96-well half-area plates (Corning cat. #3690, Thermo Fisher Scientific) were coated overnight at 4°C with 2 ug/ml of mouse anti-His-tag antibody (Invitrogen cat. #MA1-21315-1MG, Thermo Fisher Scientific) in PBS. Plates were washed 3 times with PBS plus 0.05% Tween20 (PBST) and blocked with 3% (wt/vol) bovine serum albumin (BSA) in PBS for 1 h. After removal of the blocking buffer, the plates were incubated with His-tagged spike proteins at a concentration of 5 ug/ml in 1% BSA plus PBS-T for 1.5 hr at room temperature. After a washing step, perturbed and lotus serum samples were added in 3-fold serial dilutions in 1% BSA/pBS-T starting from 1:30 and 1:40 dilution, respectively, and incubated for 1.5 hr. CR3022 and DEN3 human antibodies were used as a positive and negative control, respectively, and added in 3-fold serial dilutions in 1% BSA/PBS-T starting at 10 ug/ml. After the washes, a secondary antibody conjugated with alkaline phosphatase (AffiniPure goat anti-human IgG Fc fragment specific, Jackson ImmunoResearch Laboratories cat. #109-055-008) diluted 1:1000 in 1% BSA/PBS-T, was added to each well. After 1 h of incubation, the plates were washed and developed using alkaline phosphatase substrate pNPP tablets (Sigma cat. #S0942–200TAB) dissolved in a stain buffer. The absorbance was measured after 8, 20, and 30 minutes, and was recorded at an optical density of 405 nm (OD405) using a VersaMax microplate reader (Molecular Devices), where data were collected using SoftMax software version 5.4. The wells without the addition of serum served as a background control.

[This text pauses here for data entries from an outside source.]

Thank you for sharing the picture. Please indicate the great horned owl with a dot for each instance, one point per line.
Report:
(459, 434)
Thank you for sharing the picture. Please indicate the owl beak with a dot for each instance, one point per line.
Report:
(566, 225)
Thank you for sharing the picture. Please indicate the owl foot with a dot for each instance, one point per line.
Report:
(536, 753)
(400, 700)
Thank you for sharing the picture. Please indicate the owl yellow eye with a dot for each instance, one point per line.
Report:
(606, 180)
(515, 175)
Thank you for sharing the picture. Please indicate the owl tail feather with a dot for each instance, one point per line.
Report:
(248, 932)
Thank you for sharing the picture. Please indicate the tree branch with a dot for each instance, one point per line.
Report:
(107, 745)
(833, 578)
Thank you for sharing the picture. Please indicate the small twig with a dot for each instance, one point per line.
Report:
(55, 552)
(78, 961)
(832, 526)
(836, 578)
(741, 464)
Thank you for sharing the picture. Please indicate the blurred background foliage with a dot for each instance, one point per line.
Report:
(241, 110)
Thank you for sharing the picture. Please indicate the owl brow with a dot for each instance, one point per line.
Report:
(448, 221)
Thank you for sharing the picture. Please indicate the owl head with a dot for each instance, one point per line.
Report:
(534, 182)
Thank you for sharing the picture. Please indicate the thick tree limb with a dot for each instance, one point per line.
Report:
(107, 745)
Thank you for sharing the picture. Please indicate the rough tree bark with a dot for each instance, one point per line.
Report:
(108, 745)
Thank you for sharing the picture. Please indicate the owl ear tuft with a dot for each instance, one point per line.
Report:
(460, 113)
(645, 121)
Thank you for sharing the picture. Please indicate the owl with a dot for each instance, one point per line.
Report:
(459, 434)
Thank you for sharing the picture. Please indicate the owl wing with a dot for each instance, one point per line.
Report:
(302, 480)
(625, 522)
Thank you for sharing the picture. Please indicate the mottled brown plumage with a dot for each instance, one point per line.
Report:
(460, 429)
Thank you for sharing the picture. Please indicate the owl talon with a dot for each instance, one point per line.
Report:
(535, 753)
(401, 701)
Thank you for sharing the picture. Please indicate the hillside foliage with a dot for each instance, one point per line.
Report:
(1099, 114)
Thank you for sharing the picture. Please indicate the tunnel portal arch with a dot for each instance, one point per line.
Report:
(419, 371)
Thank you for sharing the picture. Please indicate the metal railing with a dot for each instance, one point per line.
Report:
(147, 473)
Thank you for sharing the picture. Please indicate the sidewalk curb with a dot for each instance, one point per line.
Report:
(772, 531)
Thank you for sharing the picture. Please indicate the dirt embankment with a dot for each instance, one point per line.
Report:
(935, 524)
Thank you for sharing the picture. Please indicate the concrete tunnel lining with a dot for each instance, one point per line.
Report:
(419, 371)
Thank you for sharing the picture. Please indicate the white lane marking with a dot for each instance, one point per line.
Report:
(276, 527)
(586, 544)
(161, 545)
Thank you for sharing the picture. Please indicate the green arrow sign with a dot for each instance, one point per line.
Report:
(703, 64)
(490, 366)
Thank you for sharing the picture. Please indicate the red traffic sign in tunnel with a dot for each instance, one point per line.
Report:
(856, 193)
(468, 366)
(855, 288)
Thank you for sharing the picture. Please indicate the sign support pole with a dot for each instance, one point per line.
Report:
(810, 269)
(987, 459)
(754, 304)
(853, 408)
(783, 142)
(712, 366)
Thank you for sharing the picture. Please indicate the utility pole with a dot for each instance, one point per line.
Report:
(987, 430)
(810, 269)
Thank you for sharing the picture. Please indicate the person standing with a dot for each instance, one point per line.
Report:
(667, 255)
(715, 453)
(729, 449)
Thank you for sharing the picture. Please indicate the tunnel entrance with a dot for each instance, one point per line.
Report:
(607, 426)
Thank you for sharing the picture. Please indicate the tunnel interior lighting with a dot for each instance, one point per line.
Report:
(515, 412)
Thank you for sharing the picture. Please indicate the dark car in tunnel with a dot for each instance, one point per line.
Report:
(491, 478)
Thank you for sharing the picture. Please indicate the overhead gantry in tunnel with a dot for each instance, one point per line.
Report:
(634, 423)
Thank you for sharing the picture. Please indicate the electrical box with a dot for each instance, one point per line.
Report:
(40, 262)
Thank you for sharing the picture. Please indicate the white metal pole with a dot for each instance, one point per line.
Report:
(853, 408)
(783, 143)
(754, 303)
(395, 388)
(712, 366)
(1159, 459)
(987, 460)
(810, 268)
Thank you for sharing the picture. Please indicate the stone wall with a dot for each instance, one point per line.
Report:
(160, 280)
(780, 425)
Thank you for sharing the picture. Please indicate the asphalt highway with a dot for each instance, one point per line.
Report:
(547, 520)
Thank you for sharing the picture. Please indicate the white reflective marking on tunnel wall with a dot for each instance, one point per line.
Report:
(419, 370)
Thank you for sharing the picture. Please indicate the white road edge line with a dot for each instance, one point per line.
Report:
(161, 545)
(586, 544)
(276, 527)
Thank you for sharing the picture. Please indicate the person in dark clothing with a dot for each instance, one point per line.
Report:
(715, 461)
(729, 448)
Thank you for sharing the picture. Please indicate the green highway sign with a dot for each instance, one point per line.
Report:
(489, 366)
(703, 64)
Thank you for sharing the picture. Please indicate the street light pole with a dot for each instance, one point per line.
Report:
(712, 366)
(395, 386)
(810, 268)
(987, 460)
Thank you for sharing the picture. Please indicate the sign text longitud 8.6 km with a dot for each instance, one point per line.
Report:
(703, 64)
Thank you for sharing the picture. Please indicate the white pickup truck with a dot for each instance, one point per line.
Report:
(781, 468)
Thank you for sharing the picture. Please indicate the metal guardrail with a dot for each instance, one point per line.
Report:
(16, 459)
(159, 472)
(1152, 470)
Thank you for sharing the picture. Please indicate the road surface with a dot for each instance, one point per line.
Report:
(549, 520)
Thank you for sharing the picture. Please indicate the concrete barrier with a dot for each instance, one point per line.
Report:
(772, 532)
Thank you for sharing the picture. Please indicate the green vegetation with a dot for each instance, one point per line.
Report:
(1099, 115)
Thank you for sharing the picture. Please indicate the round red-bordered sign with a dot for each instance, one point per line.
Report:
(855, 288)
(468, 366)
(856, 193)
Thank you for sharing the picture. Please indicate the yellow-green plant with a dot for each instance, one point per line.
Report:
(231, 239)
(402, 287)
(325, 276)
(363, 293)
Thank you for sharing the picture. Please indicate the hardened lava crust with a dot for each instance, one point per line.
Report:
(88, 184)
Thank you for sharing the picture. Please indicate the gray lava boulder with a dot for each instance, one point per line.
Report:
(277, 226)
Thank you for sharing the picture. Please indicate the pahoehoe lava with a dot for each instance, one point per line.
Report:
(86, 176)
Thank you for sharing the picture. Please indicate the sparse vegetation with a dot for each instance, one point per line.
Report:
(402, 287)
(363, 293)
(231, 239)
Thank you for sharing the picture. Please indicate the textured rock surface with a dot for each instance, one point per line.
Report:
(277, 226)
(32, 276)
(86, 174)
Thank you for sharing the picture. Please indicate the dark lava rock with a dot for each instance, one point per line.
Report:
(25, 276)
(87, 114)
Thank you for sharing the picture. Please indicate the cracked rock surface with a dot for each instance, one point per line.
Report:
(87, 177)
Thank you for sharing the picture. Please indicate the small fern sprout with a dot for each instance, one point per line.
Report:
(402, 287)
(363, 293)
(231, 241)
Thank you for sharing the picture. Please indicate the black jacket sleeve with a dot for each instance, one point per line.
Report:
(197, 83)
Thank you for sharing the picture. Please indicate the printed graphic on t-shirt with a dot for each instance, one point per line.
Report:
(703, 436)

BioLayer Interferometry binding

An Octet K2 system (ForteBio) was used for performing the binding experiments of the coronavirus spike proteins with serum samples. All serum samples were prepared in Octet buffer (PBS plus 0.1% Tween20) as 1:40 dilution, random-biotinylated S proteins were prepared at a concentration of 100nM. The hydrated streptavidin biosensors (ForteBio) first captured the biotinylated spike proteins for 60s, then transferred into Octet buffer for 60s to remove unbound protein and provide the baseline. Then, they were immersed in diluted serum samples for 120s to provide association signal, followed by transferring into Octet buffer to test for disassociation signal for 240s. The data generated was analyzed using the ForteBio Data Analysis software for correction and curve fitting, and for calculating the antibody dissociation rates (k^off values) or KD values for monoclonal antibodies.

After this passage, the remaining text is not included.